Черный гнев убегал в глубинах его сознания, но он увидел его и уловил. Это было завуалированное оскорбление Джорджа в адрес реки, в адрес толпы, ожидавшей его выше по течению. Чандра Сен об этом не упоминал; следовательно, это не было его, Уильяма, делом — по словам Джорджа. Джордж может попасть в ад.
Он сказал, прерывая легкие извинения Чандры Сена: «Патель-джи, что делала эта толпа вверх по течению от парома, на этом берегу?»

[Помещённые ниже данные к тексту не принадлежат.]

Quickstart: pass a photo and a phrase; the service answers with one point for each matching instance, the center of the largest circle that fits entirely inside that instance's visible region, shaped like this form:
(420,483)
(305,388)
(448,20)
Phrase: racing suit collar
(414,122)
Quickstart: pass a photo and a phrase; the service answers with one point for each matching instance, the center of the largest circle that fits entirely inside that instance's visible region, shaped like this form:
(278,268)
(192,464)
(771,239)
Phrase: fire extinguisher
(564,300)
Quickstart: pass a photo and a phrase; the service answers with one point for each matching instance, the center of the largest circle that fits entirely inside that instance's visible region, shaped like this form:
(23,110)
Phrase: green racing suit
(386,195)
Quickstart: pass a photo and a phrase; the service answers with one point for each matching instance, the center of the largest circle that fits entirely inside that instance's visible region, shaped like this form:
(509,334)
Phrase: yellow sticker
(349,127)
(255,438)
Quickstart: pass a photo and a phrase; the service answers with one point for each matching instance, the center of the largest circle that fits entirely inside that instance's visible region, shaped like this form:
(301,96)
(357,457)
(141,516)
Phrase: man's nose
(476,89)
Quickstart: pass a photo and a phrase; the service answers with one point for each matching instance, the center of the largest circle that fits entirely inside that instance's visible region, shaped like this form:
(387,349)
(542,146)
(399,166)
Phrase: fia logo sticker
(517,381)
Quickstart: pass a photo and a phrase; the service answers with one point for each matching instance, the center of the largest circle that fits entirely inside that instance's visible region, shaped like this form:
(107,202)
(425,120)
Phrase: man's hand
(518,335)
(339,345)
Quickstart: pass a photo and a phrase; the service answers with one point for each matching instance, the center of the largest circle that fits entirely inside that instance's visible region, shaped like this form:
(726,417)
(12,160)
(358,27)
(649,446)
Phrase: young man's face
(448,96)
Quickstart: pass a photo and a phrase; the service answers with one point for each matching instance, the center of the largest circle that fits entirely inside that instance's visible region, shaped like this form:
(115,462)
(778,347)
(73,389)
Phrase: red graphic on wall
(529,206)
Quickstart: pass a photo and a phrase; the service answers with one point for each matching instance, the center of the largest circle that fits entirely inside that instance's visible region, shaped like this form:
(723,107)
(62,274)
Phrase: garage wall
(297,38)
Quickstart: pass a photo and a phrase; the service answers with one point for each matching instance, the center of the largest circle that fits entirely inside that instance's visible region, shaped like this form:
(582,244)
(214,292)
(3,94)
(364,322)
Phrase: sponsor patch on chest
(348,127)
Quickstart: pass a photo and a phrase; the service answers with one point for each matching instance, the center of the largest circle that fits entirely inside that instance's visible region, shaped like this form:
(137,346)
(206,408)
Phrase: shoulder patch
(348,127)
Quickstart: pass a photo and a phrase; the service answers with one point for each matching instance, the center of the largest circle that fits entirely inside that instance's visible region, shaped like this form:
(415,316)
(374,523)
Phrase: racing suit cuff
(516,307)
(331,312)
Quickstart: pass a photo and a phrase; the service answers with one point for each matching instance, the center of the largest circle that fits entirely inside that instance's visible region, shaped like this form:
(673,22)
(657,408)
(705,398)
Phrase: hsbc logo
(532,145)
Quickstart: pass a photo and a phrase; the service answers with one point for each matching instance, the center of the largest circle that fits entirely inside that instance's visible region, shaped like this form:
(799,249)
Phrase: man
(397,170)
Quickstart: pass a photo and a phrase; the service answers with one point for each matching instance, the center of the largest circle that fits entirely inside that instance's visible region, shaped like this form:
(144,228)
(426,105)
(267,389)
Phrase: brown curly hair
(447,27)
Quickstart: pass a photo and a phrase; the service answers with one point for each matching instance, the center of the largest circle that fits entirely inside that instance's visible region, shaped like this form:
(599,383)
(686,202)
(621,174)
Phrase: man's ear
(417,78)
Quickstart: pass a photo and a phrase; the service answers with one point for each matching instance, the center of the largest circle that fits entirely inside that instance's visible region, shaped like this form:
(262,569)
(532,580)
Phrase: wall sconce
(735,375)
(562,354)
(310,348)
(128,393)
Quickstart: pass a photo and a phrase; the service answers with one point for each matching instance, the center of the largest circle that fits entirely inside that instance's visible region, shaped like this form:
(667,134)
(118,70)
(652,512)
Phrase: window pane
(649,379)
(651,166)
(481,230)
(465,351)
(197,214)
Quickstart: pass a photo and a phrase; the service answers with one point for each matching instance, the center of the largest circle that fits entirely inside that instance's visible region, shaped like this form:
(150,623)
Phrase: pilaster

Патель остановился одной рукой на перилах ступенек, ведущих к его дому. Он медленно повернулся лицом к Уильяму. Его длинное лицо было сдержанным и грустным. Он сделал паузу на целую минуту. Джордж подошел, остановился и поднял брови. Уильям почувствовал, как рука Мэри остановилась на его руке.
Чандра Сен сказал: «Я собирался поговорить об этом, когда мы были одни». Говоря это, он взглянул на Джорджа и снова отвернулся, и в его глазах отразился мир печали и отвращения. Сердце Уильяма согрелось к нему, потому что он чувствовал родство между этим человеком и им самим; потому что отвращение в больших глазах было к умному, сообразительному, блестящему Джорджу Энджелсмиту; потому что горе было к нему, что он поднял эту тему, ее предзнаменование все еще безымянное, но принимающее дурную форму, в то время, когда Джордж услышал, что нужно вернуться с рассказом мистеру Уилсону.
Чандра Сен сказал: «Жена ткача гопала завтра вечером станет сати».